In our study, a single-injection interscalene block under ultrasound guidance provided sufficient analgesia, even with a low volume of local anesthetic, during the first 48 hr postoperatively. However, previous investigations demonstrated that large amounts of analgesic were required after shoulder arthroscopic surgery, even after brachial plexus block was performed.1,6,7,13,14 We cannot explain this discrepancy completely, but this may be an ethnic difference in pain behavior. Although debatable, Asian patients tend to require fewer analgesics during the postoperative period regardless of the intensity of their pain,15,16 which may possibly explain why our patients require less analgesic medication than previously reported.

Ultrasound not only facilitates imaging of the nerve plexus and adjacent anatomical structures, but it also permits the accurate deposition of local anesthetics near the target nerve under dynamic visualization of the needle.17 The use of ultrasound in peripheral nerve block allows a relatively small volume of anesthetic to produce successful blockade and therefore reduce complications, which are usually dose-related.6,17-19 In this study, we showed that the incidence of hemidiaphragmatic paralysis on postoperative chest x-rays was significantly lower in Group 5 compared with Group 10. Previous investigations have indicated a 100% incidence of ipsilateral hemidiaphragmatic paralysis after interscalene block.20,21 Thus, the ability to reduce the incidence of hemidiaphragmatic paralysis by using a small volume of local anesthetic for interscalene block is important.

This study had several limitations.
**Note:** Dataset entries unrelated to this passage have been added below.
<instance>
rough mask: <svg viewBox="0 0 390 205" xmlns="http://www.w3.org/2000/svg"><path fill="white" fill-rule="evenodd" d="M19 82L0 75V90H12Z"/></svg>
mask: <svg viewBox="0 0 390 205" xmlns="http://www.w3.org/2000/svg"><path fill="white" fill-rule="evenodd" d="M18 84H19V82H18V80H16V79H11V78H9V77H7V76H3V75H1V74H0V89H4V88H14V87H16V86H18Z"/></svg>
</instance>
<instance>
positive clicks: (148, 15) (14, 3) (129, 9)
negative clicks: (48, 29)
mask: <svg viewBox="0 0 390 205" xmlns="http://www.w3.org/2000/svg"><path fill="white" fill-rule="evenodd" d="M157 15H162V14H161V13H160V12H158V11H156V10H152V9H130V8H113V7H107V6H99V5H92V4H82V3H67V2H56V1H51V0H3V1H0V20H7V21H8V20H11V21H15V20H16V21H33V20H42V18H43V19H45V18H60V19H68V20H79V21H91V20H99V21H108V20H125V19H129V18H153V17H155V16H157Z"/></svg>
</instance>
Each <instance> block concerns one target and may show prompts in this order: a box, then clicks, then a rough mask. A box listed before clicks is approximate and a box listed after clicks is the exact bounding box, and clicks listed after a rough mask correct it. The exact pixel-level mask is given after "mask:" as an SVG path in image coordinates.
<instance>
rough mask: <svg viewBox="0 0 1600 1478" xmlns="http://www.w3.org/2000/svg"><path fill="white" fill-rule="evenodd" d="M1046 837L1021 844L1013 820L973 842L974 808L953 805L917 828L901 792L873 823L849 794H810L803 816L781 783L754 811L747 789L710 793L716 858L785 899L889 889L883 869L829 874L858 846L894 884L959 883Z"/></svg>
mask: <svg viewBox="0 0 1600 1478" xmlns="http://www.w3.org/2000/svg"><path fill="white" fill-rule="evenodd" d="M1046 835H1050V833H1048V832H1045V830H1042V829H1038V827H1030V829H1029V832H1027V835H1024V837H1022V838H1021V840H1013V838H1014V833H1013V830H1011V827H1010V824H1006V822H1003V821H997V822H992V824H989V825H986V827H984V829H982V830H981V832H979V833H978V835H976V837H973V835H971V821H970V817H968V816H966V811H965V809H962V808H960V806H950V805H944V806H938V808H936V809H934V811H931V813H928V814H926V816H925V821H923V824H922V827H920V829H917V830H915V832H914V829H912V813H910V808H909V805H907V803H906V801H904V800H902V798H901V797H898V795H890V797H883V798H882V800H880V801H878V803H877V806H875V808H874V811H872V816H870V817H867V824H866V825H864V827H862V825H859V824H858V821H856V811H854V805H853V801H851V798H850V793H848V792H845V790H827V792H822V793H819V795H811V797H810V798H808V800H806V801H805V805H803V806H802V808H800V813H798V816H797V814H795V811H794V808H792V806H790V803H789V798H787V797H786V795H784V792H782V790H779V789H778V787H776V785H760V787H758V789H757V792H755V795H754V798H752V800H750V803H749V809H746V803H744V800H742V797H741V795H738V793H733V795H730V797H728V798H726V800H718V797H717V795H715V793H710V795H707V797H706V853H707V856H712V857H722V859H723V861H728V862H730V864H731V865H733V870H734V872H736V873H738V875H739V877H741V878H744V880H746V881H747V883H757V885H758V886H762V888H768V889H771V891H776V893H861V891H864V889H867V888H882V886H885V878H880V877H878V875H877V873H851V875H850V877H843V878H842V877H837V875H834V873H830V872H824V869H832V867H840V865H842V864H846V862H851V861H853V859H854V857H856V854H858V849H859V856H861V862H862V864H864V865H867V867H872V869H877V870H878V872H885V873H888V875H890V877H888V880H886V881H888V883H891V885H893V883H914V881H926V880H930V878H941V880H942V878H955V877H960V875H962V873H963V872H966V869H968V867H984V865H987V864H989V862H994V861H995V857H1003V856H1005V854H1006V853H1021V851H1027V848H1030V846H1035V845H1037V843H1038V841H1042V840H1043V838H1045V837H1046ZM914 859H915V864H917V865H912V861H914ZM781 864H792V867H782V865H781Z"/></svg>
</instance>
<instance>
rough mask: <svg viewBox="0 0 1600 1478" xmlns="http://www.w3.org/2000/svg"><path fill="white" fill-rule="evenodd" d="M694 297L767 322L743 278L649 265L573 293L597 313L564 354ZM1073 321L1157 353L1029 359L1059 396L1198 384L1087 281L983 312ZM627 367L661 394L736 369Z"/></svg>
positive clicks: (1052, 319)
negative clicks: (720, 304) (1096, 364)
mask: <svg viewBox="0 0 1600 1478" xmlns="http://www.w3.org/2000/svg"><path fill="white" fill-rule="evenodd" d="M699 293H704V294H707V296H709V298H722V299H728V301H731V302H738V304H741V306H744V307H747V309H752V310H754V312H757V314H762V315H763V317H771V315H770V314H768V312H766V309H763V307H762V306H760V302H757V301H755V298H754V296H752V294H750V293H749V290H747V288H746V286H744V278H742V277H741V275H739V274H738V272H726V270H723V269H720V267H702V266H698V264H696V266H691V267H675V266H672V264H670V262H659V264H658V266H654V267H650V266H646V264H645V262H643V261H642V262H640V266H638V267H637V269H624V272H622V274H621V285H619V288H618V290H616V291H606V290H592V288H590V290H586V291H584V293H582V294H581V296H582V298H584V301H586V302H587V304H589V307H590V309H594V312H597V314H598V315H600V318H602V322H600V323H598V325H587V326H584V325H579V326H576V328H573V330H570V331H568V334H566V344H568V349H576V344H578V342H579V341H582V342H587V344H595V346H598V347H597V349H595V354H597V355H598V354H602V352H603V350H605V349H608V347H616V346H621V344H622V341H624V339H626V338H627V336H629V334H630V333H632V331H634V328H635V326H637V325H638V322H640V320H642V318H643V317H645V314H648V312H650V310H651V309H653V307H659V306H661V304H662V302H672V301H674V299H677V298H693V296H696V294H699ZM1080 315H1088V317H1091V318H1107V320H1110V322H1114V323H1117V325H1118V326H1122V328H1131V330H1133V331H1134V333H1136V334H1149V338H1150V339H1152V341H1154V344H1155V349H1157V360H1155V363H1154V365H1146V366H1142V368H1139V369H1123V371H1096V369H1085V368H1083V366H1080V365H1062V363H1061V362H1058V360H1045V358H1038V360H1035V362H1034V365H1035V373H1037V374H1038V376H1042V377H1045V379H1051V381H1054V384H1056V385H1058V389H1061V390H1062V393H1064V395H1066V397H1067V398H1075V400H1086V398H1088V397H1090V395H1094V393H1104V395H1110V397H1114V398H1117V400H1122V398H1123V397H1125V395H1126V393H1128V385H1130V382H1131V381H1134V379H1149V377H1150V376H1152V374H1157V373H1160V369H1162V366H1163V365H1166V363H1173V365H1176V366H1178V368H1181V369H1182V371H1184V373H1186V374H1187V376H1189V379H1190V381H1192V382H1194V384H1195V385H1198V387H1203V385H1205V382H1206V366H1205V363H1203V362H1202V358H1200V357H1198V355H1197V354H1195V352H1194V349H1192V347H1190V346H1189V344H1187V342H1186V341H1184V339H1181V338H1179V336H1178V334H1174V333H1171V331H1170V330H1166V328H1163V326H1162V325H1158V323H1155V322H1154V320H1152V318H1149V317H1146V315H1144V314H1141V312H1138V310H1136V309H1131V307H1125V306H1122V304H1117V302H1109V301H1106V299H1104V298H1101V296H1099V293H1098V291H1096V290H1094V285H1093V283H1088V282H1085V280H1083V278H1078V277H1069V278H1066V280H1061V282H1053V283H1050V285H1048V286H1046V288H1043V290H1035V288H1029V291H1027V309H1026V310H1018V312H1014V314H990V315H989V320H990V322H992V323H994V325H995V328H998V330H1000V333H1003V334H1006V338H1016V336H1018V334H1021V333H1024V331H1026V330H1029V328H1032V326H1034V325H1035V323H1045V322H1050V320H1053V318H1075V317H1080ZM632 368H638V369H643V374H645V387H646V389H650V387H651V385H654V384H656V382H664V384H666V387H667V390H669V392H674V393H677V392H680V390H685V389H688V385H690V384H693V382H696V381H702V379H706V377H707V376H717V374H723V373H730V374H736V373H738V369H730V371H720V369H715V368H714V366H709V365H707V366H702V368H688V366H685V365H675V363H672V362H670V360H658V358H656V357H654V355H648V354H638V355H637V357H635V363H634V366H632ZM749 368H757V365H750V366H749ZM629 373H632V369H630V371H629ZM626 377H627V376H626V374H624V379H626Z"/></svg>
First, the physician performing the blocks was not blinded to the group assignment because the spread of the local anesthetic must be observed directly on the screen of the ultrasound machine. Second, we did not investigate the duration of motor and sensory block. However, this was not the aim of the present study, and precise assessments of motor and sensory functions were nearly impossible because of the dressings and abduction brace used. Finally, we performed no objective assessment of postoperative respiratory function, such as a spirometry or an ultrasonographic examination of diaphragmatic movement. The postoperative respiratory assessments based on the chest radiography and the patients’ subjective symptoms do not necessarily reflect the relationship between the reduction of local anesthetics and the lower incidence of hemidiaphragmatic paralysis. However, these assessments are easier to perform under clinical conditions. The true incidence of hemidiaphragmatic paresis may be higher than indicated here.

In conclusion, when combined with general anesthesia, ultrasound-guided interscalene block with 5 mL of 0.75% ropivacaine showed an analgesic effect similar to that of 10 mL of the same drug after arthroscopic shoulder surgery. The incidence of hemidiaphragmatic paralysis on postoperative x-rays was significantly lower in the low-volume group, and the incidences of other complications related to the interscalene block as well as patient satisfaction with regard to postoperative pain management were similar between the 5-mL and 10-mL groups. Ultrasound-guided interscalene block with 5 mL of 0.75% ropivacaine has the advantage of a reduced incidence of hemidiaphragmatic paralysis while providing a degree of analgesia similar to that with 10 mL of the same agent.